Persönlichkeit, politische Präferenzen und politische Partizipation

Die Vorstellung, dass die Persönlichkeit eines Menschen sein politisches Denken und Handeln beeinflusse, ist nicht neu. In den Sozialwissenschaften und darüber hinaus erlangte sie vor mehr als einem halben Jahrhundert einige Prominenz. Damals meinten Theodor W. Adorno und seine Kolleginnen und Kollegen, mit der im Kindesalter geformten autoritären Persönlichkeit ein Denkmuster gefunden zu haben, das Menschen potenziell faschistisch werden lasse.[1] Die Arbeit von Adorno und Kollegen zog wohlbegründete Kritik auf sich.[2] Doch wurde dabei das Kind mit dem Bade ausgeschüttet. Denn es wurde nicht nur Adornos Konzept verworfen, sondern es geriet die gesamte Vorstellung, politische Einstellungen und politisches Verhalten von Bürgerinnen und Bürgern würden von deren Persönlichkeit beeinflusst, in Misskredit und Vergessenheit.[3]Seit zwei Jahrzehnten erlebt diese Idee jedoch eine Renaissance. Die Grundannahme, dass in der Persönlichkeit zusammengefasste psychische Kräfte politisches Denken und Handeln beeinflussen, ist dieselbe geblieben. Allerdings haben sich seit der Untersuchung zur "Authoritarian Personality" Konzepte, Theorien und Instrumente der Forschung deutlich gewandelt. Daher werden im Folgenden zunächst wichtige Konzepte der Persönlichkeitsforschung im Überblick dargestellt, ehe Wirkungen von Persönlichkeitseigenschaften auf politische Vorlieben und politisches Verhalten erläutert sowie Folgerungen gezogen werden.

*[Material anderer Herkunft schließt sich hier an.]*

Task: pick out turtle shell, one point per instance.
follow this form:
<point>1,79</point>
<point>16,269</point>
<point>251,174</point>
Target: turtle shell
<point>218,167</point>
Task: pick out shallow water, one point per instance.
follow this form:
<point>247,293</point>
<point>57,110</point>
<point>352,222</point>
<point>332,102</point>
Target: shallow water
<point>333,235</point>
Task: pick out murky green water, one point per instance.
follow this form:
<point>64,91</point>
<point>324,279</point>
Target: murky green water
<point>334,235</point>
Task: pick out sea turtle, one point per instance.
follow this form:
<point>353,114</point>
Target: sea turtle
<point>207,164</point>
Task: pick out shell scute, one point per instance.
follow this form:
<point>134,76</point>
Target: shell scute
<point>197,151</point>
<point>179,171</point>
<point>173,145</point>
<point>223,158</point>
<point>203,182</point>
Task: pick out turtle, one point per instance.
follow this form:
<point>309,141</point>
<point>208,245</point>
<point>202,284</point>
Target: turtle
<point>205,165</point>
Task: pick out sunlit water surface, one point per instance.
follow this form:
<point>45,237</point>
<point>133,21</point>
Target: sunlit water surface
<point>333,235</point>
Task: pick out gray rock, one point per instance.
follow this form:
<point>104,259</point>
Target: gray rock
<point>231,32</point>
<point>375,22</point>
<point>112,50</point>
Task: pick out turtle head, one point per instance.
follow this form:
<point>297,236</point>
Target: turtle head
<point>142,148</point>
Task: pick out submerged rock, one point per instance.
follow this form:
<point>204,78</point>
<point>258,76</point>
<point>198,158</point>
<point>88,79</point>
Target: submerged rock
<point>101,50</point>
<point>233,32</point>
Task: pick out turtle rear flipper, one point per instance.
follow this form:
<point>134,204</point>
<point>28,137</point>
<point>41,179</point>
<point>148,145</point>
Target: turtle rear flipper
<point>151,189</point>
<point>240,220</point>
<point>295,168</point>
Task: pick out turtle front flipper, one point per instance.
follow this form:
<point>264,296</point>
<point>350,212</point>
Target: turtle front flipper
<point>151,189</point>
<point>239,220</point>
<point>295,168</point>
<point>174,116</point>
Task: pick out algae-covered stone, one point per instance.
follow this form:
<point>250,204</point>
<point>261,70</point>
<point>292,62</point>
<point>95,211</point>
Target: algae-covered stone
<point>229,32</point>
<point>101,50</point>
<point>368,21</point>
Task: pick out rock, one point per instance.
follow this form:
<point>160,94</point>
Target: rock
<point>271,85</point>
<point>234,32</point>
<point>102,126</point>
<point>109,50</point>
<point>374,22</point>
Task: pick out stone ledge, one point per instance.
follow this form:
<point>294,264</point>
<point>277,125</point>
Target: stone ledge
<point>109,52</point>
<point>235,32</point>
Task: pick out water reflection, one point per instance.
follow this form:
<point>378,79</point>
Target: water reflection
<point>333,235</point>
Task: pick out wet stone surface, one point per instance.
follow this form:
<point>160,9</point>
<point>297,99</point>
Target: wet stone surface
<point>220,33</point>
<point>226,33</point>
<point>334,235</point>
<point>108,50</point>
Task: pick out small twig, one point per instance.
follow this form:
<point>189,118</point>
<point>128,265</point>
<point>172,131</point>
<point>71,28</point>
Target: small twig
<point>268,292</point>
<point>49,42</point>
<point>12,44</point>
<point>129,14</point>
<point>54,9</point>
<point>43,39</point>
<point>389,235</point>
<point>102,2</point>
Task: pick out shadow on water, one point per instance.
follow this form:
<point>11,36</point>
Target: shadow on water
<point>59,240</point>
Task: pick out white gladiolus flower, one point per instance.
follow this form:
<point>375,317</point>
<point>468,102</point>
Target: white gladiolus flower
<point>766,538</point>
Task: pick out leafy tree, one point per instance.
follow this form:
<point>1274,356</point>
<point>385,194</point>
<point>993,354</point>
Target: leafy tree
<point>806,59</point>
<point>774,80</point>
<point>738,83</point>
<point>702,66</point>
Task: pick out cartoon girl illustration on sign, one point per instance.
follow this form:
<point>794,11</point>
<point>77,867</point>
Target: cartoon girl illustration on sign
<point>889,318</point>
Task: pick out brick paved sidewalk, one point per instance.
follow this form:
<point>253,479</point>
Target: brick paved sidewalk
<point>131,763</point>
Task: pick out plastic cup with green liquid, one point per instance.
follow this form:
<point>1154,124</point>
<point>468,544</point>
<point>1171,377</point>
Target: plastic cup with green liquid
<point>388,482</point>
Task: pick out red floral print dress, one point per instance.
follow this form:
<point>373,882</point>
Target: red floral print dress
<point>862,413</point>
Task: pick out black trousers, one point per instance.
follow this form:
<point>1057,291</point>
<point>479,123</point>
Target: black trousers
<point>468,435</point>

Persönlichkeitseigenschaften

Fragt man nach der Persönlichkeit eines Menschen, bezieht man sich meist auf Verhaltenstendenzen, die eine Person über die Zeit und Situationen hinweg an den Tag legt, und die sie von anderen Personen gleichen Alters in der gleichen Kultur unterscheiden.[4] Wird beispielsweise eine Person als schüchtern beschrieben, ist damit gemeint, dass sie häufig zurückhaltender handelt als andere Personen. Der wohl führende Ansatz in der Persönlichkeitspsychologie sieht in Eigenschaften, die in Anlehnung an die Alltagspsychologie gewonnen werden, solche langfristig stabilen Merkmale zur Charakterisierung der individuellen Besonderheiten von Menschen.

Innerhalb des Eigenschaftsparadigmas hat sich seit den 1990er Jahren die Auffassung durchgesetzt, dass fünf relativ umfassende Eigenschaftsdimensionen, die sogenannten Big Five, genügen, um wesentliche Unterschiede zwischen Menschen zu erfassen.[5] Es handelt sich um die Dimensionen Verträglichkeit, Extraversion, emotionale Stabilität (oder Neurotizismus), Gewissenhaftigkeit und Offenheit für Erfahrung. Verträglichkeit bezieht sich auf das Bedürfnis nach harmonischen Beziehungen zu anderen Menschen. Personen mit hohen Werten auf dieser Dimension werden als vertrauensvoll, altruistisch, mitfühlend und warmherzig beschrieben und ziehen Kooperation dem Wettbewerb vor. Extraversion meint in erster Linie das Bedürfnis nach Aufmerksamkeit und sozialer Interaktion. Hohe Extraversionswerte zeigen an, dass Menschen aktiv, gesprächig und durchsetzungsfähig sind. Personen am oberen Ende der Gewissenhaftigkeitsdimension, die sich wesentlich auf Zuverlässigkeit und Leistung bezieht, werden als fleißig, gründlich, gut organisiert und einfallsreich beschrieben. Emotional stabile Personen lassen sich nicht leicht aus der Ruhe bringen, können negative Emotionen wie Sorgen, Enttäuschung und Wut gut kontrollieren. Schließlich suchen Personen mit hohen Werten auf der Offenheitsdimension verschiedenste Informationen und Anregungen und werden als tolerant, vielfältig interessiert und aufgeschlossen für Neues beschrieben.[6]

Persönlichkeitseigenschaften sind zum Teil genetisch angelegt, zum Teil in frühen Lebensjahren erworben und bleiben im Laufe des Lebens relativ konstant. Damit sind die Neigungen und Bedürfnisse, die sich in Persönlichkeitseigenschaften niederschlagen, Einstellungen und Verhalten in spezifischen Situationen zeitlich vorgelagert und können auf diese wirken. Dies geschieht dadurch, dass sie Einfluss darauf nehmen, welche Ziele eine Person verfolgt, welche Stimuli in ihrer Umwelt sie als wichtig erachtet und wie sie darauf reagiert. Im Zusammenspiel mit Umwelteinflüssen führen tief verankerte Persönlichkeitseigenschaften somit zu charakteristischen Anpassungen eines Menschen, also zur Ausprägung bestimmter Gewohnheiten, Einstellungen und Verhaltensmuster.[7]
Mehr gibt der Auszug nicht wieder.